President Biden’s speech from Independence Hall and the “soul” of America

President Biden’s speech from Independence Hall and the “soul” of America September 2, 2022

President Joe Biden delivered a speech last night from Independence Hall in Philadelphia. I have been where he stood and was deeply moved by the experience.

It was here, at the “birthplace of America,” that the Second Continental Congress signed the Declaration of Independence in 1776. Eleven years later, in the same room, delegates to the Constitutional Convention created the United States Constitution.

In many ways, their work defined what the president called the “soul” of the nation, which he defined as “the breadth, the life and the essence of who we are.”

In his view, that “essence” is under threat from what he called “MAGA Republicans” who “are determined to take this country backwards, backwards to an America where there is no right to choose, no right to privacy, no right to contraception, no right to marry who you love.” He added that they “promote authoritarian leaders, and they fanned the flames of political violence that are a threat to our personal rights, to the pursuit of justice, to the rule of law, to the very soul of this country.”

In response, the Republican National Committee called Mr. Biden the “divider-in-chief” and described the Democratic Party as “one of divisiveness, disgust, and hostility towards half the country.”

Unsurprisingly, when Republicans and Democrats were asked in a new Quinnipiac Poll, “Do you think the nation’s democracy is in danger of collapse,” 69 percent from each party said yes.

“Religion and morality are indispensable supports”

As I noted yesterday, our nation’s founders were convinced that personal virtue is indispensable to political unity. I would add today that the men who gathered in Independence Hall were equally convinced that religious commitment was foundational to personal and public virtue.

It was in Independence Hall that George Washington was appointed Commander in Chief of the Continental Army in 1775. When he delivered his “Farewell Address” in 1796 after his second term as president, he declared, “Of all the dispositions and habits which lead to political prosperity, religion and morality are indispensable supports.”

He added, “Let us with caution indulge the supposition that morality can be maintained without religion. Whatever may be conceded to the influence of refined education on minds of peculiar structure, reason and experience both forbid us to expect that national morality can prevail in exclusion of religious principle.”

Our second president, John Adams, stated two years later: “We have no government armed with power capable of contending with human passions unbridled by morality and religion.” He added, “Our Constitution was made only for a moral and religious people. It is wholly inadequate to the government of any other.”

How can you and I help Americans renew the moral and spiritual commitments President Washington believed were “indispensable” to our nation and her future?

“So that an opponent may be put to shame”

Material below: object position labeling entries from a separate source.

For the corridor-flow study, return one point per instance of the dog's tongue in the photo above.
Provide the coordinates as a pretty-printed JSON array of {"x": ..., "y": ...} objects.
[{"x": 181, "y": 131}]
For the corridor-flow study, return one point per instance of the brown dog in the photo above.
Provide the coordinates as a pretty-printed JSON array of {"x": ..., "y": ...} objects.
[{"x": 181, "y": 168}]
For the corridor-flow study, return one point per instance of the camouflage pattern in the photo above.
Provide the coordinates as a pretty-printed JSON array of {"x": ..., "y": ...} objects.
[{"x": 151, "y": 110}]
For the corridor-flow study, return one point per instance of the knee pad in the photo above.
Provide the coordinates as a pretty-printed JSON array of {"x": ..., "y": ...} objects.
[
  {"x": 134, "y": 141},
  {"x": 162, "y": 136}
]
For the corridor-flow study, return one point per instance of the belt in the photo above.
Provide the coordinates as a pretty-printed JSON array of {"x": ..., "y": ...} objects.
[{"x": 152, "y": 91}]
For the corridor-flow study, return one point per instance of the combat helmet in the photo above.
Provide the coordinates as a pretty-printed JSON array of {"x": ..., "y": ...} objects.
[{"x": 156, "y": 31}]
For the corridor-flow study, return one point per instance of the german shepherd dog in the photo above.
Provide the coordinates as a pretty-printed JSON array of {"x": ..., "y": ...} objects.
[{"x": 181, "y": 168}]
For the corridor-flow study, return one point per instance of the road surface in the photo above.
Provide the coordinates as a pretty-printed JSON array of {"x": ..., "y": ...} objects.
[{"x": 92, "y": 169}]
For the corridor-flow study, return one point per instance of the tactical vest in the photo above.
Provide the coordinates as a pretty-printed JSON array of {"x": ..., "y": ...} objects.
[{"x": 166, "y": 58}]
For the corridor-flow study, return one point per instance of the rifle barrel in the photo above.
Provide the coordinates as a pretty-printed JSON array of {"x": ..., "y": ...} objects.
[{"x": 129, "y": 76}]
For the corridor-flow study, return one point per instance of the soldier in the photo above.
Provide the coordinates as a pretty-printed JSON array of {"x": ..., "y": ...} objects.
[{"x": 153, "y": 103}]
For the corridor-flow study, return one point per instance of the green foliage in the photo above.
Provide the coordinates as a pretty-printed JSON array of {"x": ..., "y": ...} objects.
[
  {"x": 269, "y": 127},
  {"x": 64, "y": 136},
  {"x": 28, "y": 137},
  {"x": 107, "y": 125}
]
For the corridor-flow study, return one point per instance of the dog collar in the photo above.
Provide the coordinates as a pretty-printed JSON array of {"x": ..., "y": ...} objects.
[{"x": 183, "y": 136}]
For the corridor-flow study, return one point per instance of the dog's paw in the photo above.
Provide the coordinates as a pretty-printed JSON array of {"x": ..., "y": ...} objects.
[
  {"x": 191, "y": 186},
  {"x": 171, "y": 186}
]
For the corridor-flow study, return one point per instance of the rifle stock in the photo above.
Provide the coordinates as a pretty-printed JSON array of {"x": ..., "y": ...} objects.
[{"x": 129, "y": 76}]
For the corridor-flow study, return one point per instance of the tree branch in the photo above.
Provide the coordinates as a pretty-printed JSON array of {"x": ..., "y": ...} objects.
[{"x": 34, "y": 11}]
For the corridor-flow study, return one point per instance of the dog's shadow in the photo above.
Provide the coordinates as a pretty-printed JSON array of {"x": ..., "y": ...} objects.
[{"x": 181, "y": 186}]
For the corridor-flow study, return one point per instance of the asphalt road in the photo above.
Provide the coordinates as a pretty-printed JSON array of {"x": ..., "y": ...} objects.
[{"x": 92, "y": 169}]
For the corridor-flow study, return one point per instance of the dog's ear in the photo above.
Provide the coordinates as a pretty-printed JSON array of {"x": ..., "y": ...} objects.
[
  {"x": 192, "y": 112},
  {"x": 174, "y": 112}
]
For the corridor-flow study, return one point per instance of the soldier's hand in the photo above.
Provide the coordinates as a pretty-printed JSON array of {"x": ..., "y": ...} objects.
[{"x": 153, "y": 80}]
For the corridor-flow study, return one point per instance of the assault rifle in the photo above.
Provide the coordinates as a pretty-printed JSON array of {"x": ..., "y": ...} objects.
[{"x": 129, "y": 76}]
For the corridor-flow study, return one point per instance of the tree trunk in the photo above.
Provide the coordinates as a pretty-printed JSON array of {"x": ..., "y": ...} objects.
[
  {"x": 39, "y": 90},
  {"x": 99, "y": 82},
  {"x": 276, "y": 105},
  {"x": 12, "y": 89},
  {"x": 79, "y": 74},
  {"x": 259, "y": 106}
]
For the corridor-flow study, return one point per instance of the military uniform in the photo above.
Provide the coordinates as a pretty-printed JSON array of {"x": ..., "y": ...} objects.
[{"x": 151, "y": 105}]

It is human nature to measure ourselves by other humans. If you and I attend worship services when others do not, if we live by biblical moral standards when others reject them, if we read the Bible and literature like this Daily Article when others do not, it is natural to consider ourselves to be more spiritual than others.

But in a culture as decadent as this one, simply being more spiritual than the people we know will not change the people we know.

Paul instructed Titus to “show yourself in all respects to be a model of good works, and in your teaching show integrity, dignity, and sound speech that cannot be condemned, so that an opponent may be put to shame, having nothing evil to say about us” (Titus 2:7–8, my emphasis).

When Paul asked Titus to live a life others could imitate, he was merely asking Titus to do what the apostle was already attempting to do himself. He sought to “give you in ourselves an example to imitate” (2 Thessalonians 3:9) and thus could say to them, “You yourselves know how you ought to imitate us” (v. 7).

Paul made the same request of Timothy: “Follow the pattern of the sound words that you have heard from me, in the faith and love that are in Christ Jesus” (2 Timothy 1:13). And he instructed him to pay this “pattern” forward: “What you have heard from me in the presence of many witnesses entrust to faithful men, who will be able to teach others also” (2 Timothy 2:2).

Given the clergy abuse scandals of recent years and our declining rate of church commitment, would our culture say Christians are living in ways they should imitate? If not, what moral authority can we possibly claim for calling them to our faith?

What we should ask of everything we do

Philosopher Immanuel Kant asserted that we should “act only in accordance with that maxim through which you can at the same time will that it become a universal law.” In other words, we should ask of everything we do: What if everyone did what I am about to do?

To change the culture, we must live in a way others should imitate. Said differently, we must follow Jesus so closely that those who follow us are led to him. Therefore, it is good to ask of everything we do: Will this glorify God or grieve him? Will it draw others to Christ or repel them from the faith?

Commenting on Jesus’ statement that Christians are the “salt of the earth” (Matthew 5:13), St. John Chrysostom (AD 347–407) observed: “If others lose their savor, then your ministry will help them regain it. But if you yourselves suffer that loss, you will drag others down with you. Therefore, the greater the undertakings put into your hands, the more zealous you must be.”

How “zealous” for your Lord will you be today?